The popular matches, which can be ignited against most surfaces, are being phased out due to new Brussels regulations.
The controversial EU diktat, which came into force at the end of May, bans the sale of chemicals used to make the matches.
Swan Vestas, the best known brand, confirmed its ‘strike anywhere’ range was being discontinued.
The products are being replaced by safety matches, which can only be struck on the strip attached to the packet.
Seth Davidson, 44, from Pimlico, south London, attacked the move by branding it “insane”.
He told the Sunday Times: “There’s literally no harm to having ‘strike anywhere’ Swan Vestas.
“It also seems rather strange that we’re still adopting EU rules when we’re leaving the union in less than a year.”
A spokesman for Swan Vestas said: “Republic Technologies, which owns Swan Vestas, is removing all ‘strike anywhere’ matches in its range due to changes in EU regulations.

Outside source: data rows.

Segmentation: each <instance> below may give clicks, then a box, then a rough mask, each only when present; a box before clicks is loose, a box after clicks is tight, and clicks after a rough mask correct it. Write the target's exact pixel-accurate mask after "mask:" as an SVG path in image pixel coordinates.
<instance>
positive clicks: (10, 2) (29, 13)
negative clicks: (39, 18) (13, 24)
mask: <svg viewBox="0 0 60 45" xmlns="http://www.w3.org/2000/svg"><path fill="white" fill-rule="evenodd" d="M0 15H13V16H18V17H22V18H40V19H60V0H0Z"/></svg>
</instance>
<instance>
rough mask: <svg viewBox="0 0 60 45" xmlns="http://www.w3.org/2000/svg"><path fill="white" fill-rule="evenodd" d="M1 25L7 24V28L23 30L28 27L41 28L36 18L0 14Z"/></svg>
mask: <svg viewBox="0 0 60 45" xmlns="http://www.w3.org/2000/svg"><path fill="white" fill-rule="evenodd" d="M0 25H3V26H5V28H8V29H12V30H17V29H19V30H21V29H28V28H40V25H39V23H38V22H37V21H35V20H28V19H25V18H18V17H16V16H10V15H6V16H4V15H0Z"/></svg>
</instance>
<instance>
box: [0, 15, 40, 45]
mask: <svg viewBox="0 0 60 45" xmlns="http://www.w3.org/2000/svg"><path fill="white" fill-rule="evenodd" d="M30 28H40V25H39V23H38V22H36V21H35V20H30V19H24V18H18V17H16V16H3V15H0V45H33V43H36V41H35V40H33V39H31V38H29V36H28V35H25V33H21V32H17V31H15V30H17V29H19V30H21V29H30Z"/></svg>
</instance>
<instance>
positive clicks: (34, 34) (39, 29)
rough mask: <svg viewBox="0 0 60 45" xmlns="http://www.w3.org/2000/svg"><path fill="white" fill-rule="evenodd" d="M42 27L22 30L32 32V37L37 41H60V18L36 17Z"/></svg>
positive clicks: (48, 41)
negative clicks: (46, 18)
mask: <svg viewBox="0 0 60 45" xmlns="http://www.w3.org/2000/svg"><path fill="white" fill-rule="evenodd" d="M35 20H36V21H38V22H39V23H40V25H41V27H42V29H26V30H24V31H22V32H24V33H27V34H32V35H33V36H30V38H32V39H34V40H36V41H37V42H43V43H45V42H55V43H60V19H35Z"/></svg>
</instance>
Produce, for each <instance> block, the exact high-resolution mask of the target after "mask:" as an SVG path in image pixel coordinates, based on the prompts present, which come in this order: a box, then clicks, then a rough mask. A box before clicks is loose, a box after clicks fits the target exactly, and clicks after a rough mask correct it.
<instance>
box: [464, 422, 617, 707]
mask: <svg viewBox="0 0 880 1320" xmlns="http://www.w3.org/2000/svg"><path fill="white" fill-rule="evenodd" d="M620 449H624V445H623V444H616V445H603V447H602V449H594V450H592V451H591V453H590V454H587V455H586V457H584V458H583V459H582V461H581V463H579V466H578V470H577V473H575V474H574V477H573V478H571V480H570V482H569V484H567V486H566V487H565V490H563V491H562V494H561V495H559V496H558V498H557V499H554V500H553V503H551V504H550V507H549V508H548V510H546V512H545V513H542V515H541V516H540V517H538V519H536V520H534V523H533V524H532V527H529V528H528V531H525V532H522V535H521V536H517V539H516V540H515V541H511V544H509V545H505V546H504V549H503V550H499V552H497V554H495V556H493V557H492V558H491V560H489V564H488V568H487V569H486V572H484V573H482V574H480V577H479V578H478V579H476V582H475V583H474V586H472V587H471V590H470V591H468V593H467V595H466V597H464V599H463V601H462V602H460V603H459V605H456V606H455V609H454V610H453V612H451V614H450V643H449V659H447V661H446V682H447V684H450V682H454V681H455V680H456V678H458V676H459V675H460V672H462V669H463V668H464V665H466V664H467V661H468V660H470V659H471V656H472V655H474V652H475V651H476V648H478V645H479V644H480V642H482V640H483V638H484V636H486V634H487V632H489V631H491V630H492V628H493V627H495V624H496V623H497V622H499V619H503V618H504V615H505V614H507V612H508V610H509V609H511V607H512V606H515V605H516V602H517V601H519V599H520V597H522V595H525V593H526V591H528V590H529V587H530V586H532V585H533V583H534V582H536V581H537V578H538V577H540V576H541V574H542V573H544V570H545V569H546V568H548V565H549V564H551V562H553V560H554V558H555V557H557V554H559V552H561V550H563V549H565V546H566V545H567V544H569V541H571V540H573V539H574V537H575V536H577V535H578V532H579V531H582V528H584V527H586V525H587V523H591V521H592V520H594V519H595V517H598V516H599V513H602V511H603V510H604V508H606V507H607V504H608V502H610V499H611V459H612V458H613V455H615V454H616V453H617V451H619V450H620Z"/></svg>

“We have taken a number of factors into account including environmental impact, customer feedback, safety and ongoing production costs when making this decision.”
The news comes as the EU prepares to ban the sale of halogen lightbulbs at the end of the month.
The measure, which aims to reduce energy use, means households will be forced to buy more expensive LED lights from September.
Halogens are sold in supermarkets for about £2 a bulb, while prices for their LED counterparts start at about £4.
The European Commission claims LED bulbs are better value for money, despite coming more, because of their long life and efficiency.
A report on the Commission’s website said: “This phase-out in 2018 will have the advantage of offering greater monetary savings for European consumers and help the environment.
“This is in line with the Energy Union priority of improving Europe’s energy efficiency, with the final goal of ensuring secure, sustainable, competitive and affordable energy.”
Conservative MEP Syed Kamall said the EU’s move to “force” consumers to buy LED bulbs “will come across as heavy-handed”.